Authors' conclusions 

The findings of the updated review have enabled a more precise conclusion to be made in that aerobic exercise can be regarded as beneficial for individuals with cancer‐related fatigue during and post‐cancer therapy, specifically those with solid tumours. Further research is required to determine the optimal type, intensity and timing of an exercise intervention.

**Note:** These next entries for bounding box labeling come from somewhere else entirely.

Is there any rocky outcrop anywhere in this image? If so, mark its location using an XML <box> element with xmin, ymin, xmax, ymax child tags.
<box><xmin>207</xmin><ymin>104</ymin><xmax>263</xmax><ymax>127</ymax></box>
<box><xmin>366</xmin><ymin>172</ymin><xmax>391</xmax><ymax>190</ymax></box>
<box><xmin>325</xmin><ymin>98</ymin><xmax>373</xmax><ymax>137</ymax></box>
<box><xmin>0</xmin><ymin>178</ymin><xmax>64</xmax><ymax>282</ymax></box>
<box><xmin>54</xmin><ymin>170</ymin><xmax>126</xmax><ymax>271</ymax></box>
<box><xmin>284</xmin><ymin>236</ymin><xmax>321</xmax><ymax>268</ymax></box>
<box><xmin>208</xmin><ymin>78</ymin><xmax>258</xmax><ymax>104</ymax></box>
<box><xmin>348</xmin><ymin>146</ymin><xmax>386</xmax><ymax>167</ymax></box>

Fiona Cramp, James Byron-Daniel


Plain language summary 

The effect of exercise on fatigue associated with cancer 

Fatigue, or tiredness, is recognised as a side effect of cancer and its treatment. In the past people with cancer were encouraged to rest if they felt fatigued. It is important that individuals with cancer receive appropriate support and advice to help them cope with any side effects of the treatment or disease. Physical exercise has been suggested as helpful in reducing the fatigue that is associated with cancer. A number of studies have been carried out to investigate the effects of exercise both during and after treatment. The current review was carried out to evaluate the effect of physical exercise on fatigue related to cancer. Fifty‐six studies, involving a total of 4068 participants, were included in this review. Results suggest that physical exercise such as aerobic walking and aerobic cycling can help to reduce fatigue both during and after treatment for cancer. The benefits of exercise on fatigue were observed specifically for people with breast cancer and prostate cancer.


Fiona Cramp, James Byron-Daniel

Reviewer's Conclusions

Authors' conclusions 

Implications for practice 

Thirty studies provided overall evidence that aerobic exercise is beneficial in the management of fatigue both during and after cancer treatment and should therefore be considered as one component of a management strategy for fatigue that may include a range of other interventions and education. These findings related specifically to those with solid tumours.

Implications for research 

Further work is necessary to determine the most effective parameters of exercise for fatigue management including multi‐modal exercise (combined aerobic and resistance), frequency and duration of each exercise session, and intensity of exercise. Future studies should also incorporate a long‐term follow‐up. Twenty eight of the included studies were carried out in breast cancer populations therefore future research needs to be undertaken with a broad range of diagnoses, including patients with advanced disease and those receiving palliative care.

Consensus is also needed on the most appropriate multi‐dimensional outcome measure to use. Further work is required to determine cut‐off scores and minimal clinically important differences (MCID) for each of the selected measures.

Future research also needs to consider issues of maximising adherence and promoting self efficacy to exercise as well as identifying the barriers and facilitators to exercise in people with a cancer diagnosis. Other limitations of the existing research that need to be addressed include concealment of group allocation and observer blinding. Trials also need to be adequately powered to detect a change in fatigue. It is likely that the large number of studies with small numbers of participants may be due to limited funding available for non‐commercial trials. Funding agencies may therefore like to consider funding large studies to determine optimal exercise parameters for this patient group.